String#grapheme_clusters
Some hawk-eyed readers of the article on String#[] pointed out that there are some caveats when using brackets to reference a single character in the case the character spans multiple codepoints:
string = "🇯🇵"
string[0] # => "🇯"
string[1] # => "🇵"
string.chars # => ["🇯", "🇵"]
string.codepoints # => [127471, 127477]
const string = "🇯🇵";
string[0]; // => '\uD83C' // High surrogate
string[1]; // => '\uDDF8' // Low surrogate
string[2]; // => '\uD83C' // High surrogate
string[3]; // => '\uDDF5' // Low surrogate
string[0] + string[1]; // => "🇯"
string[2] + string[3]; // => "🇵"
[...string]; // => ["🇯", "🇵"]
[...string].map(c => c.codePointAt(0)); // => [127471, 127477]
As you can see, neither Ruby nor JavaScript return the character that we see on screen when accessing a single "character" for these complex strings. This also causes practical issues with things like string length calculations and slicing.
To bridge the gap between bytes, encodings and "real-world" characters on screen, Ruby provides the String#grapheme_clusters method which returns an array of the actual characters that users would perceive on screen:
string = "🇯🇵"
string.length # => 2
string.chars # => ["🇯", "🇵"]
string.grapheme_clusters # => ["🇯🇵"]
string.grapheme_clusters.length # => 1
const string = "🇯🇵";
string.length; // => 4
[...string]; // => ["🇯", "🇵"]
const segmenter = new Intl.Segmenter(
undefined, { granularity: "grapheme" }
);
const segments = [...segmenter.segment(string)]
const graphemeClusters = segments.map(s => s.segment); // => ["🇯🇵"]

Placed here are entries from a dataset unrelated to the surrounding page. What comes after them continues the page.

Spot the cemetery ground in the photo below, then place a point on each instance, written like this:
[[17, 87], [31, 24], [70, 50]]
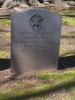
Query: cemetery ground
[[45, 85]]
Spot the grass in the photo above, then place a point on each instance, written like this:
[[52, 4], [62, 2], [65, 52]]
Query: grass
[[68, 21], [50, 82], [5, 22]]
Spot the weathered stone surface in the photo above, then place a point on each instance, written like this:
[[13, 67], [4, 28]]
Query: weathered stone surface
[[35, 40]]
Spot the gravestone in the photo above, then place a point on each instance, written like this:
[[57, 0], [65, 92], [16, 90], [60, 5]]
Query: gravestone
[[35, 40]]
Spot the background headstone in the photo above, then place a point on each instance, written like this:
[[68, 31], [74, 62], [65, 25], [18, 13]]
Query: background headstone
[[35, 40]]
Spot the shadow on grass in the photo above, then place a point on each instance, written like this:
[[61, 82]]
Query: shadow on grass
[[4, 64], [66, 62], [64, 86], [68, 15]]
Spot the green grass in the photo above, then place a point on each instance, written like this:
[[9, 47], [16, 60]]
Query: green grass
[[55, 83], [68, 21], [5, 21]]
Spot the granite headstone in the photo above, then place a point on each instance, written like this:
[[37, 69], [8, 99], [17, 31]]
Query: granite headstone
[[35, 40]]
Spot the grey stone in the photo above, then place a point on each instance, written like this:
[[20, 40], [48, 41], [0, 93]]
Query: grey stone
[[35, 40]]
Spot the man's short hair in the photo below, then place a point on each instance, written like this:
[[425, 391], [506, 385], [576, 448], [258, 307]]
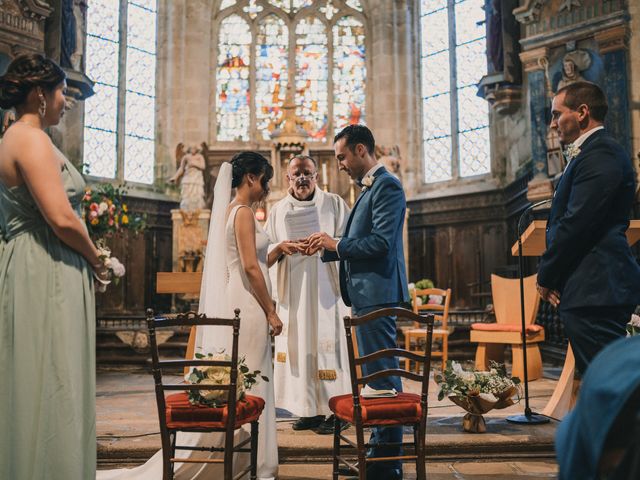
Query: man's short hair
[[303, 157], [586, 93], [355, 134]]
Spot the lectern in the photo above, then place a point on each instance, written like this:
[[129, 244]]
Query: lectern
[[534, 244]]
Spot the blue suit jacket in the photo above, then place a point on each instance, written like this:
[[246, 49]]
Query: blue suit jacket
[[588, 259], [371, 254]]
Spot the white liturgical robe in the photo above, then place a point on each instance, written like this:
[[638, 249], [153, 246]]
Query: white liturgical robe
[[311, 363]]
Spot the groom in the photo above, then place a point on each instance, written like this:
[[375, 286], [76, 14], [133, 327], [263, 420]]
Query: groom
[[372, 270]]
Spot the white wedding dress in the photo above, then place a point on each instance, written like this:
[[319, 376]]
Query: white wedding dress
[[254, 345]]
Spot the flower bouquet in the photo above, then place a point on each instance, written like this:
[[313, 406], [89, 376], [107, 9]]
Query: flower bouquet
[[424, 299], [633, 327], [478, 392], [220, 376], [105, 214], [114, 266]]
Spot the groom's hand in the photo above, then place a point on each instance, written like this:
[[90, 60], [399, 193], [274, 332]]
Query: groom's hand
[[320, 240]]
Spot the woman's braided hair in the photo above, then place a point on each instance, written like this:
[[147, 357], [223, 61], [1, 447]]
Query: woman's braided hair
[[26, 72]]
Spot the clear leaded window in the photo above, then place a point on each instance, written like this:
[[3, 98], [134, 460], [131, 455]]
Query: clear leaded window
[[455, 120], [119, 125], [317, 47]]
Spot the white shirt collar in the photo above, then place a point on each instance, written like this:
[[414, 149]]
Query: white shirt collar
[[373, 170], [581, 139]]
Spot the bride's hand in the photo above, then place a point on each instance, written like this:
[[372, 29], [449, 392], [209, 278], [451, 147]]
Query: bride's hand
[[275, 323]]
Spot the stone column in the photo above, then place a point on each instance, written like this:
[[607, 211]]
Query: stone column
[[534, 62], [393, 99], [613, 44]]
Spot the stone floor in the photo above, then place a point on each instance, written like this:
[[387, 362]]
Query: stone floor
[[507, 470], [127, 428]]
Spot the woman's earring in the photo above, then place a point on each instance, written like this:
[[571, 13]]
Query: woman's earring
[[42, 110]]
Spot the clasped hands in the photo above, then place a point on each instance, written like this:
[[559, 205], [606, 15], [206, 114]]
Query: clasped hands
[[310, 245], [549, 295]]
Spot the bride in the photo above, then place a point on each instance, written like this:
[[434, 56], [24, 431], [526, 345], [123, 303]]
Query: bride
[[235, 276]]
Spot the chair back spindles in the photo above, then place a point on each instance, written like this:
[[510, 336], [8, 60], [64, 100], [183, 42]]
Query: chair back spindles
[[224, 419], [351, 408]]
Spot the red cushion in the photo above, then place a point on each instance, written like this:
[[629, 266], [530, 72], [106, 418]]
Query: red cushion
[[181, 414], [505, 327], [405, 408]]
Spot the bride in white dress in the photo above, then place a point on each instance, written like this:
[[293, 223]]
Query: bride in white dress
[[235, 276]]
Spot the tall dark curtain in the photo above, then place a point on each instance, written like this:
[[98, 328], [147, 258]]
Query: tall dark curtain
[[68, 34], [495, 51]]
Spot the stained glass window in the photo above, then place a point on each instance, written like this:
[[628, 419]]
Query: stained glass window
[[100, 127], [139, 149], [260, 31], [103, 116], [355, 4], [291, 5], [312, 76], [232, 90], [349, 73], [453, 145], [271, 72]]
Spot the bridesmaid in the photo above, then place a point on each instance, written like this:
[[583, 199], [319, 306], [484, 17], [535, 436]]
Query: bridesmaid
[[47, 313]]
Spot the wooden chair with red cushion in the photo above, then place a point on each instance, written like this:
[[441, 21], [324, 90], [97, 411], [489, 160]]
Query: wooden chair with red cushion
[[404, 409], [492, 337], [177, 414]]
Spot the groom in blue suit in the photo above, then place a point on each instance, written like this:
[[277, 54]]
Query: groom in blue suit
[[372, 269], [588, 270]]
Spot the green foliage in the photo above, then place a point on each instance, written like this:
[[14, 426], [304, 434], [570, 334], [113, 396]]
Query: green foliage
[[106, 214], [216, 376], [456, 381]]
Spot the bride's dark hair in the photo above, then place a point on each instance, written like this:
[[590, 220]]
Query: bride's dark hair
[[250, 162], [26, 72]]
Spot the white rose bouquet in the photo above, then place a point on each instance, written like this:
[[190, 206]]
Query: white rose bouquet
[[220, 376], [478, 392], [114, 266], [633, 327]]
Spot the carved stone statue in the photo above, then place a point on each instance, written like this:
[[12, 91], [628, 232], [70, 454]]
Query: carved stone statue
[[573, 63], [190, 176]]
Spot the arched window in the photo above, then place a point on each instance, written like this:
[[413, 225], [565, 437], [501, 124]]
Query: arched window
[[119, 126], [316, 47], [455, 120]]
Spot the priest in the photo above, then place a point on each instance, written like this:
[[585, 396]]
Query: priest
[[311, 363]]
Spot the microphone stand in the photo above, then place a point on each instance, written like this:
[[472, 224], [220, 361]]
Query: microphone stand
[[529, 418]]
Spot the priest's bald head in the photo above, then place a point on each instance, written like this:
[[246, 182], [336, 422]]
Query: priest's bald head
[[302, 174]]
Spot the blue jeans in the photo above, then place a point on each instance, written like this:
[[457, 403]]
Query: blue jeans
[[373, 336]]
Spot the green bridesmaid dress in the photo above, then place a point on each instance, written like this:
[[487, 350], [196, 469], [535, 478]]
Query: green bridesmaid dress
[[47, 344]]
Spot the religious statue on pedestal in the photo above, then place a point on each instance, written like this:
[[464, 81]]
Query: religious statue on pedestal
[[190, 176], [573, 63]]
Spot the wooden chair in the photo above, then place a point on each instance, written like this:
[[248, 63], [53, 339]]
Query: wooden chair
[[176, 414], [492, 337], [441, 315], [405, 409]]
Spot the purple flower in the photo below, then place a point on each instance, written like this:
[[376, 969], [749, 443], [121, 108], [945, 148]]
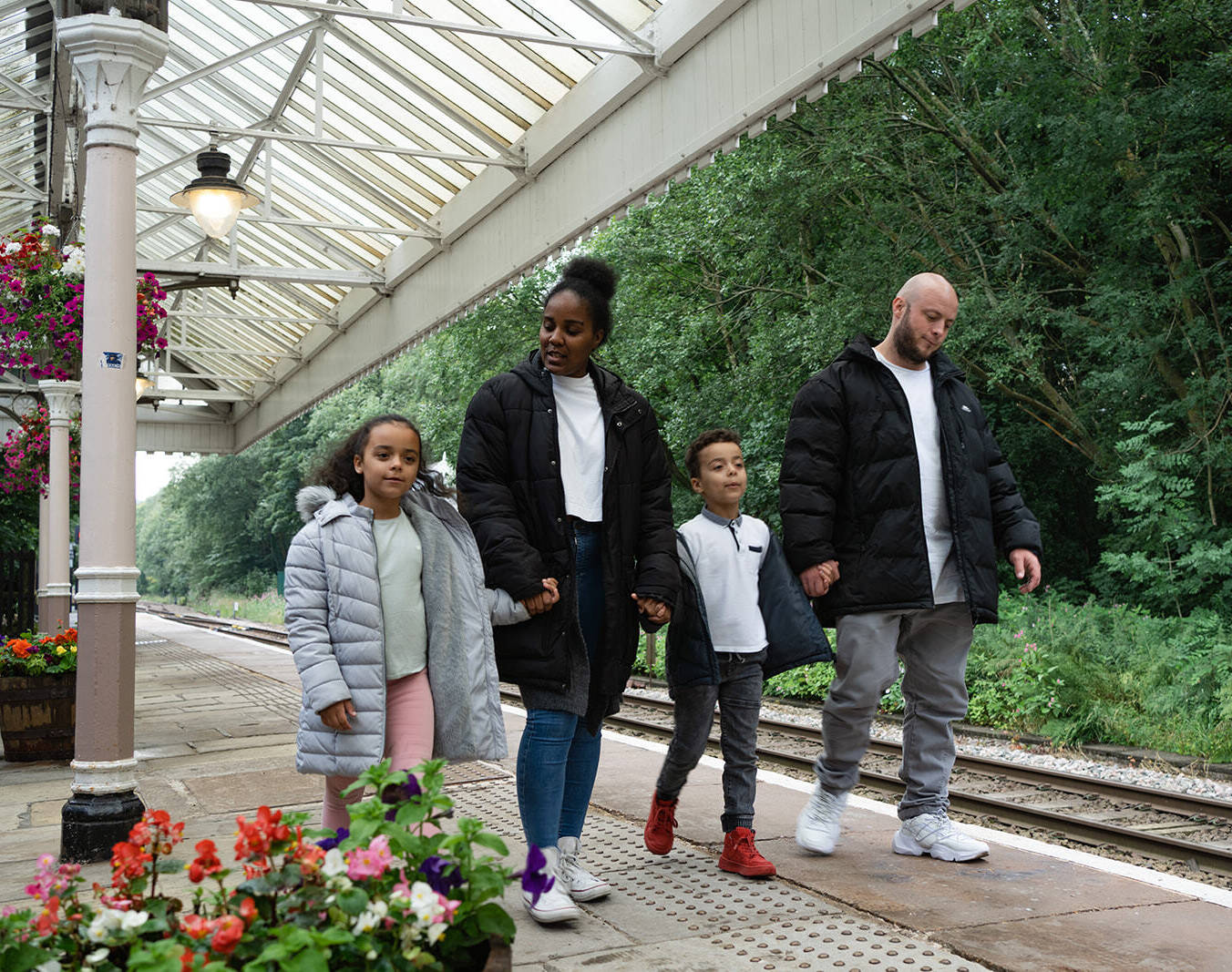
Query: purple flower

graphemeClusters.length; // => 1
String#grapheme_clusters is actually just a convenience method for String#each_grapheme_cluster.to_a. So if you want to iterate over the grapheme clusters without creating an array first, you should use #each_grapheme_cluster directly. JavaScript also provides a grapheme iterator via Intl.Segmenter, but the API is quite a bit clunkier to use.
History
String#grapheme_clusters was added in Ruby 2.5, released on Christmas 2017.